Meek's 1959 concept album I Hear a New World is regarded as a watershed in modern music for its innovative use of electronic sounds.
These poignant phrases of exploratory thought became eerie prophecies of a life headed strange-ward into the void. As David Toop once noted, Joe Meek — like Brian Wilson, Lee “Scratch” Perry, and Phil Spector — is one of those rare sound scientists that wrestled on the fringes of sanity in order to conjure music from some “not-yet-existent” other place. The risk of course, in attempting to tap into such depths, is total disillusionment — a sudden detachment from reality. Wilson’s LSD-addled mind was lost somewhere in his sandbox, Perry flooded, then burned his cherished Black Ark studio to the ground, and in 1967, Meek murdered his landlady before turning the shotgun on himself.
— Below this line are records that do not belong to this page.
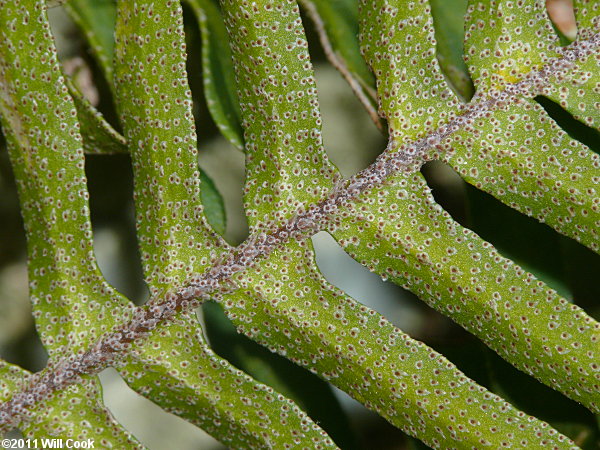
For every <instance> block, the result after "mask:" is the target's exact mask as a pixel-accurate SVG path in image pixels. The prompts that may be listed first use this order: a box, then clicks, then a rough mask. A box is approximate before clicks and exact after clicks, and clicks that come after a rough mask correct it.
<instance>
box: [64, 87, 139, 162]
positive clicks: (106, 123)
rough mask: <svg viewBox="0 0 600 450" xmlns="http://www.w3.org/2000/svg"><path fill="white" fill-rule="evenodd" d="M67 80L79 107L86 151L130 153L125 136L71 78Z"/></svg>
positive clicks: (117, 152)
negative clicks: (108, 122) (109, 123)
mask: <svg viewBox="0 0 600 450" xmlns="http://www.w3.org/2000/svg"><path fill="white" fill-rule="evenodd" d="M65 81H66V84H67V87H68V88H69V94H71V97H72V98H73V102H74V103H75V108H76V109H77V120H78V121H79V124H80V130H79V131H80V132H81V137H82V140H83V150H84V152H85V153H87V154H92V155H94V154H116V153H128V151H129V150H128V149H127V142H126V141H125V138H124V137H123V136H122V135H121V134H120V133H118V132H117V131H116V130H115V129H114V128H113V127H112V126H111V125H110V124H109V123H108V122H107V121H106V119H105V118H104V116H103V115H102V113H101V112H99V111H98V110H97V109H96V108H94V106H93V105H92V104H91V103H90V102H89V101H88V100H87V99H86V98H85V97H84V96H83V94H81V92H79V91H78V90H77V88H76V87H75V86H74V85H73V83H72V82H71V80H69V79H68V78H67V79H66V80H65Z"/></svg>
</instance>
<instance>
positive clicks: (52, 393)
mask: <svg viewBox="0 0 600 450" xmlns="http://www.w3.org/2000/svg"><path fill="white" fill-rule="evenodd" d="M599 46H600V33H598V34H595V35H593V36H591V37H590V38H589V39H587V40H583V41H578V42H575V43H574V44H572V45H571V46H569V47H567V48H564V49H559V51H560V52H561V53H562V56H561V57H559V58H555V59H553V60H550V61H549V62H548V64H546V65H545V66H544V67H542V68H541V69H540V70H539V71H532V72H530V73H529V74H528V75H527V76H526V77H525V78H524V79H523V80H522V81H519V82H517V83H513V84H509V85H507V86H506V87H505V88H504V90H502V91H494V92H491V93H489V94H487V95H486V96H480V97H477V96H476V97H475V98H474V100H473V101H472V102H471V103H470V104H468V105H464V106H463V107H462V110H461V111H460V114H458V115H457V116H456V117H454V118H452V119H451V120H450V121H449V122H448V123H447V124H445V125H443V126H441V127H439V128H438V129H437V130H434V131H433V132H431V133H430V134H429V135H427V136H425V137H423V138H421V139H419V140H416V141H414V142H411V143H408V144H405V145H403V146H401V147H397V146H396V144H395V142H394V140H393V135H394V134H393V130H392V131H391V132H390V136H391V137H390V141H389V144H388V146H387V148H386V150H385V152H383V153H382V154H381V155H380V156H379V157H378V158H377V160H376V161H375V162H374V163H373V164H371V165H370V166H369V167H367V168H366V169H364V170H362V171H361V172H359V173H358V174H356V175H355V176H353V177H351V178H350V179H348V180H342V181H340V182H338V183H337V184H336V185H335V187H334V188H333V189H332V190H331V192H330V193H329V194H328V195H327V196H326V197H325V198H324V199H323V200H322V201H320V202H319V203H316V204H314V205H311V206H310V207H309V208H308V209H307V210H306V211H303V212H301V213H299V214H297V215H296V216H294V217H293V218H291V219H290V220H289V221H287V222H286V223H285V224H284V225H282V226H279V227H278V228H275V229H273V230H271V231H270V232H263V233H259V234H256V235H253V236H250V237H249V238H248V239H247V240H246V241H245V242H244V243H243V244H242V245H240V246H239V247H237V248H236V249H234V250H232V252H231V253H230V254H229V255H228V256H227V257H226V258H225V259H224V260H223V261H222V262H220V263H218V264H215V265H214V266H213V267H212V268H210V269H208V270H207V271H206V272H204V273H203V274H201V275H198V276H196V277H193V278H192V279H190V280H189V282H188V284H186V285H185V286H183V287H181V288H179V289H176V290H174V291H172V292H169V293H167V294H166V295H164V296H162V297H155V298H153V299H151V300H150V301H149V302H148V303H147V304H146V305H144V306H141V307H137V308H136V309H135V310H134V312H133V315H132V318H131V319H130V320H129V321H128V322H126V323H124V324H123V325H121V326H119V327H117V329H115V330H114V331H112V332H110V333H108V334H106V335H104V336H103V337H102V338H100V339H99V340H98V341H97V342H96V344H94V345H93V346H92V347H91V348H90V349H88V350H87V351H86V352H84V353H83V354H81V355H74V356H71V357H69V358H64V359H61V360H59V361H57V362H56V363H54V362H51V363H50V364H49V367H48V368H47V370H45V371H43V372H41V373H39V374H35V375H33V376H32V377H30V378H29V380H28V382H27V385H26V386H25V387H24V389H23V390H22V391H20V392H17V393H15V394H14V395H13V397H12V398H11V399H10V400H9V401H7V402H5V403H3V404H2V405H0V432H6V431H8V430H9V429H11V428H13V427H15V426H18V424H19V423H20V422H21V421H23V420H26V419H27V418H28V417H29V416H30V415H31V412H30V411H29V410H30V409H31V408H32V407H34V406H35V405H36V404H38V403H40V402H42V401H44V400H46V399H48V398H49V397H50V396H51V395H52V394H53V393H54V392H56V391H59V390H61V389H64V388H65V387H67V386H69V385H72V384H74V383H77V382H78V381H80V380H81V378H82V377H83V376H84V375H93V374H97V373H98V372H100V371H101V370H103V369H105V368H106V367H109V366H111V365H117V364H118V363H119V360H120V359H123V357H124V355H126V354H127V353H128V352H130V351H131V350H132V348H133V346H134V344H135V342H139V341H141V340H143V339H145V338H146V337H148V336H149V335H150V334H151V332H152V331H153V330H154V329H155V328H156V327H157V326H158V325H159V324H161V323H165V322H167V321H168V320H170V319H172V318H173V317H174V316H175V315H176V314H177V313H178V312H180V311H189V310H191V309H193V308H196V307H198V306H200V305H201V304H202V302H203V301H204V300H205V299H207V298H209V297H210V294H211V293H214V292H215V291H216V290H217V289H219V288H220V287H221V286H222V284H224V283H225V282H227V281H231V280H232V277H233V276H234V275H235V274H237V273H240V272H242V271H244V270H246V269H248V268H250V267H252V266H253V265H254V264H255V263H256V261H257V260H259V259H261V258H265V257H266V256H268V255H269V254H270V253H271V252H272V251H273V250H274V249H275V248H277V247H278V246H281V245H285V243H286V242H288V241H290V240H292V239H294V240H302V239H307V238H309V237H310V236H312V235H313V234H315V233H316V232H318V231H319V230H321V229H323V228H324V227H325V226H326V225H327V223H328V221H329V220H330V219H331V218H333V217H334V216H335V213H336V212H337V210H338V209H339V208H340V207H341V206H342V205H344V204H347V203H348V202H351V201H353V200H355V199H357V198H358V197H359V196H360V195H361V194H362V193H363V192H364V191H366V190H369V189H371V188H374V187H377V186H381V185H382V184H383V183H384V182H385V181H386V180H387V179H389V178H390V176H392V175H393V174H396V173H400V172H402V171H407V170H412V169H414V168H415V167H418V166H419V165H420V164H421V163H423V162H424V160H425V158H426V156H427V155H426V153H427V152H429V151H430V150H431V149H435V148H441V144H442V141H443V140H444V139H446V138H447V137H448V136H450V135H452V134H453V133H455V132H457V131H459V130H461V129H463V128H464V127H467V126H471V125H473V124H474V122H475V120H477V119H479V118H482V117H485V116H486V114H489V113H490V112H491V111H493V110H494V109H497V108H500V107H502V106H504V105H507V104H509V103H510V102H512V101H515V99H516V98H518V97H522V96H523V97H534V96H535V95H538V94H540V93H543V91H544V89H545V87H546V86H547V84H548V82H549V81H550V80H551V79H552V78H559V79H560V78H561V77H564V76H566V75H567V74H568V73H569V71H570V70H571V68H572V66H573V64H574V62H575V61H577V60H579V59H582V58H586V57H588V56H589V55H591V54H592V53H593V52H594V51H596V50H597V49H598V47H599Z"/></svg>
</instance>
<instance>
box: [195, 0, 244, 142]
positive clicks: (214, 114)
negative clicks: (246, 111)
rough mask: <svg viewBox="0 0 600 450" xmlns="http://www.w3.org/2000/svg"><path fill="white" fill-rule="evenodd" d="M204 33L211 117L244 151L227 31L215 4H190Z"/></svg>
mask: <svg viewBox="0 0 600 450" xmlns="http://www.w3.org/2000/svg"><path fill="white" fill-rule="evenodd" d="M188 3H189V4H190V6H191V7H192V9H193V10H194V14H195V15H196V18H197V19H198V23H199V24H200V29H201V31H202V80H203V82H204V95H205V96H206V101H207V105H208V109H209V111H210V114H211V116H212V118H213V120H214V121H215V123H216V124H217V126H218V127H219V130H220V131H221V133H222V134H223V136H225V137H226V138H227V140H228V141H229V142H231V144H232V145H233V146H234V147H236V148H237V149H239V150H242V151H243V150H244V135H243V131H242V126H241V120H242V119H241V113H240V106H239V101H238V98H237V93H236V87H235V76H234V73H233V64H232V61H231V51H230V50H229V42H228V37H227V30H226V29H225V25H224V24H223V18H222V17H221V12H220V10H219V7H218V6H217V5H216V4H215V3H214V1H213V0H188Z"/></svg>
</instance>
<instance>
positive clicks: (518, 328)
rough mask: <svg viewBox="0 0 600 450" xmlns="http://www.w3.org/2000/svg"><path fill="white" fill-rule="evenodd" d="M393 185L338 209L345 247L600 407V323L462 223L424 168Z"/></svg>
mask: <svg viewBox="0 0 600 450" xmlns="http://www.w3.org/2000/svg"><path fill="white" fill-rule="evenodd" d="M388 186H389V187H390V188H388V189H386V190H384V191H379V192H377V193H376V195H374V194H375V193H374V192H366V193H365V195H364V196H363V197H361V198H362V200H361V201H360V202H357V203H356V204H349V205H347V206H346V207H345V208H343V209H342V211H340V218H341V219H342V218H343V219H345V220H343V221H342V220H339V221H338V224H337V226H336V227H335V228H333V229H332V233H333V235H334V237H335V238H336V239H337V240H338V242H339V243H340V245H341V246H342V247H343V248H344V249H345V250H346V251H347V252H348V253H350V255H351V256H353V257H354V258H355V259H356V260H357V261H359V262H360V263H361V264H363V265H365V266H367V267H369V269H370V270H372V271H374V272H376V273H378V274H380V275H381V276H383V277H386V278H390V279H391V280H392V281H393V282H395V283H397V284H399V285H402V286H404V287H406V288H407V289H410V290H411V291H413V292H414V293H415V294H417V295H418V296H419V297H420V298H421V299H423V300H424V301H426V302H427V303H428V304H429V305H430V306H432V307H433V308H435V309H437V310H439V311H440V312H442V313H443V314H445V315H447V316H448V317H450V318H452V319H453V320H455V321H456V322H458V323H459V324H460V325H461V326H463V327H464V328H465V329H467V330H468V331H470V332H471V333H473V334H475V335H476V336H477V337H479V338H480V339H481V340H482V341H484V342H485V343H486V345H488V346H489V347H490V348H492V349H493V350H494V351H496V352H497V353H498V354H499V355H500V356H502V357H503V358H505V359H506V360H507V361H509V362H510V363H511V364H513V365H514V366H515V367H517V368H519V369H521V370H523V371H525V372H527V373H529V374H530V375H533V376H535V377H536V378H538V379H539V380H540V381H542V382H543V383H545V384H547V385H549V386H551V387H553V388H554V389H557V390H559V391H560V392H562V393H563V394H565V395H567V396H568V397H570V398H572V399H574V400H576V401H579V402H581V403H583V404H584V405H586V406H587V407H588V408H589V409H591V410H592V411H598V410H599V408H600V398H599V396H598V382H599V381H598V380H599V378H600V372H599V371H598V364H597V359H598V354H597V347H598V346H597V342H598V339H600V324H598V323H597V322H596V321H594V320H593V319H592V318H591V317H589V316H588V315H587V314H585V312H584V311H582V310H581V309H580V308H578V307H577V306H575V305H572V304H570V303H569V302H568V301H567V300H565V299H563V298H561V297H560V296H558V295H557V294H556V292H554V291H553V290H552V289H550V288H548V287H547V286H546V285H544V283H542V282H541V281H539V280H536V279H535V277H534V276H533V275H531V274H528V273H526V272H525V271H524V270H523V269H521V268H520V267H518V266H517V265H515V264H514V263H513V262H512V261H510V260H507V259H505V258H503V257H502V256H501V255H499V254H498V253H497V252H496V250H495V249H494V248H493V246H492V245H491V244H489V243H488V242H485V241H483V240H482V239H480V238H479V237H477V236H476V235H475V234H474V233H472V232H471V231H469V230H467V229H465V228H462V227H461V226H459V225H458V224H457V223H455V222H454V221H453V220H452V219H451V218H450V217H449V215H448V214H447V213H445V212H444V211H443V210H442V209H441V208H440V207H439V205H437V204H436V203H435V202H434V201H433V199H432V197H431V196H430V195H429V194H428V188H427V186H426V184H425V182H424V180H423V179H422V177H421V175H420V174H415V175H398V176H396V177H394V178H393V179H392V180H390V182H389V183H388ZM372 242H377V243H378V246H377V248H376V249H374V248H373V245H372V244H370V243H372Z"/></svg>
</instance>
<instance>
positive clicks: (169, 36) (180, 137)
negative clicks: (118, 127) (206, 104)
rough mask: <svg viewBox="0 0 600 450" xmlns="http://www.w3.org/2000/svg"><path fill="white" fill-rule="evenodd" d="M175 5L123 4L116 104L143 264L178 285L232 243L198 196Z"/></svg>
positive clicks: (117, 79)
mask: <svg viewBox="0 0 600 450" xmlns="http://www.w3.org/2000/svg"><path fill="white" fill-rule="evenodd" d="M172 8H173V6H171V7H170V8H167V7H166V6H158V5H153V4H151V3H148V4H146V3H143V2H142V3H138V4H131V5H129V4H123V5H122V6H121V5H120V6H119V16H118V21H117V34H116V36H117V40H116V58H115V82H116V91H117V94H118V103H117V109H118V110H119V114H120V116H121V121H122V124H123V129H124V130H125V137H126V139H127V141H128V142H129V143H130V145H129V149H130V152H131V158H132V161H133V168H134V180H135V192H136V211H137V216H136V221H137V223H138V240H139V244H140V249H141V253H142V261H143V265H144V269H145V272H146V278H147V281H148V282H149V283H150V284H151V285H152V286H153V287H154V288H155V289H171V288H173V287H174V286H180V285H181V283H183V281H185V280H186V279H188V278H189V277H190V276H191V275H192V274H194V273H199V272H202V270H203V269H204V268H205V267H206V265H207V264H208V263H209V262H210V261H211V260H214V258H216V257H217V252H218V251H219V250H218V249H219V248H224V247H226V244H225V243H224V241H222V240H221V239H219V237H218V236H217V235H216V234H214V233H213V232H212V230H211V228H210V226H209V225H208V223H207V221H206V218H205V216H204V213H203V209H202V205H201V203H200V201H199V200H200V176H199V172H198V163H197V152H198V151H197V148H196V147H197V143H196V135H195V132H194V129H195V127H194V119H193V116H192V109H191V106H192V99H191V92H190V91H189V88H188V84H187V76H186V72H185V54H184V53H183V51H184V39H183V29H182V21H183V19H182V18H181V14H180V12H177V11H179V10H173V9H172ZM156 24H159V25H156ZM172 33H178V35H179V37H178V41H177V42H179V47H178V50H177V51H170V50H169V51H168V49H169V47H168V46H169V45H171V46H172V45H173V44H170V42H172V41H173V39H174V37H173V35H172ZM131 67H135V68H136V72H135V73H133V72H132V71H131ZM221 251H222V250H221Z"/></svg>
Meek is now rightly regarded as one of the most influential engineers of all time, a pioneer of the studio-as-instrument (and producer-as-artist) recording approach. In 1959, Joe Meek, alongside Rod Freeman and The West Five, fleshed out the spectacular, space-themed visions ghosting his brain. The result was I Hear a New World, a collection of dreamy pop vignettes, adorned with dubby echoes and tape-warped sonic tendrils. These pop experiments, originally released in abbreviated form, were all but ignored at the time. It seems that music made for and about the future must wait for the future to arrive before it can be sufficiently understood and appreciated.